以前、マイケル・サンデル教授の「実力も運のうち」という意見を読んだ時に衝撃を受けたのですが、読んでみると、うなずける部分が多々ありました。
ただ、これは「ノブレス・オブ・リージュ」と同様に成功者側が自らを戒めるべき内容であり、一部が喜んで利用しているように、成功者ならざる側がこれをもって成功者を攻撃する手段としたところで、まったくうまくいかないだろうとも思いました。
特に、これから社会の中心となってくる世代である現代の40代以下の世代は、自分に全く関係のない経済の構造不況で上の世代からの何重にもわたる切り捨てを受け続け、そこからの脱落者は「自己責任」として見捨てられてきたわけで、その地獄の中を自らの努力で成功してきた人が、切り捨ててきた世代から
「お前の実力も運のうちだ。
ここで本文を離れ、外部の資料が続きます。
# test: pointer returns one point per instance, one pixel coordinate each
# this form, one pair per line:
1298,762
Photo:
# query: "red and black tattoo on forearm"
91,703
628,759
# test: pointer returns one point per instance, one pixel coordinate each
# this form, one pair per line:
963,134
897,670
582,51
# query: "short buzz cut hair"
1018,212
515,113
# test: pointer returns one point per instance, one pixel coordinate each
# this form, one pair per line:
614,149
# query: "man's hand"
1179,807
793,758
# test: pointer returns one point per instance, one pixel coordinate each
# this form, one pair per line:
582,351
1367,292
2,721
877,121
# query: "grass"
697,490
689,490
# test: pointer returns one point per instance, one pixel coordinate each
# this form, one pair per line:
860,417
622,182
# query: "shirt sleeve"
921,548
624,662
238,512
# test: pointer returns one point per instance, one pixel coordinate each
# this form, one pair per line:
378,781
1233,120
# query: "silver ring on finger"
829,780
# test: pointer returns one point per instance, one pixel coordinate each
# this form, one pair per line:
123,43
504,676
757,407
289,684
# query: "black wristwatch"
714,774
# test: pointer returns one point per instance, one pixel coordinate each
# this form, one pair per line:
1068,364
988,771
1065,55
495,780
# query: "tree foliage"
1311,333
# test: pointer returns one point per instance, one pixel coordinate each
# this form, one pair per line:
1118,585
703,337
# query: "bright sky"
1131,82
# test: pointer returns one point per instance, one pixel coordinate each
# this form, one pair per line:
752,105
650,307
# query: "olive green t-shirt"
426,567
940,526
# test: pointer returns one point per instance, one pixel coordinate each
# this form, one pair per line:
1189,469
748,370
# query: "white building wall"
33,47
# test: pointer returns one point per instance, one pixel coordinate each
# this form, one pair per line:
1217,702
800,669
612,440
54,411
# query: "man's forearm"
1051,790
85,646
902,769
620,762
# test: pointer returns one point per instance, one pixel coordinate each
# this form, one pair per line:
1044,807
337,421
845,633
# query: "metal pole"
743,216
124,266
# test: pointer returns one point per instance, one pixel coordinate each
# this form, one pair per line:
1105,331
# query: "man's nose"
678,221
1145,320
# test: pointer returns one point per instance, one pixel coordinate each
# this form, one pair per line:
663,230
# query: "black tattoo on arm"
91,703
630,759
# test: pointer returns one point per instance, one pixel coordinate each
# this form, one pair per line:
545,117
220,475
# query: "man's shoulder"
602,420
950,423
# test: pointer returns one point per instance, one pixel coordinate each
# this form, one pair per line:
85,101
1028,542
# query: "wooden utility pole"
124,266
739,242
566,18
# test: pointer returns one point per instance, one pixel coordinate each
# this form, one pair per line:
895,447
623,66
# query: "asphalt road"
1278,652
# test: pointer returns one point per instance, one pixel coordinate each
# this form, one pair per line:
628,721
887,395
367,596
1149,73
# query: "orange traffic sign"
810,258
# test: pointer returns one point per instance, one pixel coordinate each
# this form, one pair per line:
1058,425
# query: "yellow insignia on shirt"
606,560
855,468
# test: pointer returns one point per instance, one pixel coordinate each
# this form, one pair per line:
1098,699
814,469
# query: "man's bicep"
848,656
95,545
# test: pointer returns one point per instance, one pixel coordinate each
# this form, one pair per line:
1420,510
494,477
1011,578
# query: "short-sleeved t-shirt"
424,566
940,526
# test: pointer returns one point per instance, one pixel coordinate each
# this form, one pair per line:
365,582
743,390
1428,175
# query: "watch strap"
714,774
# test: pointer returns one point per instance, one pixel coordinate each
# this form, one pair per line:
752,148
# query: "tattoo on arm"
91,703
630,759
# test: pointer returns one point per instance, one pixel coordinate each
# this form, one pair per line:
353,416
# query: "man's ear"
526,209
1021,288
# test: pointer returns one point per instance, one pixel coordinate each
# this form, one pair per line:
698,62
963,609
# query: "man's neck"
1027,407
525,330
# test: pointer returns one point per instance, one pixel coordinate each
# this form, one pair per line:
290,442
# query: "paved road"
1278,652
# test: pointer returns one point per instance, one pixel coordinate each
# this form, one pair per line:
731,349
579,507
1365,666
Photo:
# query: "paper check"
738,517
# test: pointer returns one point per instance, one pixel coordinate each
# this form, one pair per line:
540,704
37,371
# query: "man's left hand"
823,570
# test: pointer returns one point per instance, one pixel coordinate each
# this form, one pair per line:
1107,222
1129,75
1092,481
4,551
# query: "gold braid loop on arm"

謙虚になって世のため人のために奉仕しろ」
と言われたところで、心に響くどころか、むしろ高確率で逆切れすることでしょう。
日本には「お客様は神様です」という言葉がありますが(期限は三波春夫らしい)、その言葉が商売する側の心構えとして使われていたうちは良かったけれど、お客様の側から「自分を神様として扱え!」というバックボーンとして使われ始めてからおかしくなっていった・・・という話も思い出しました。
高度に情報化された現代社会において、深い言葉でも、表面だけを切り出されて悪用されたり、炎上させられたりということが当たり前レベルであるだけに、ある言葉を使う場合には、その背後にあるものもしっかりと理解したうえで使わなければならないようです。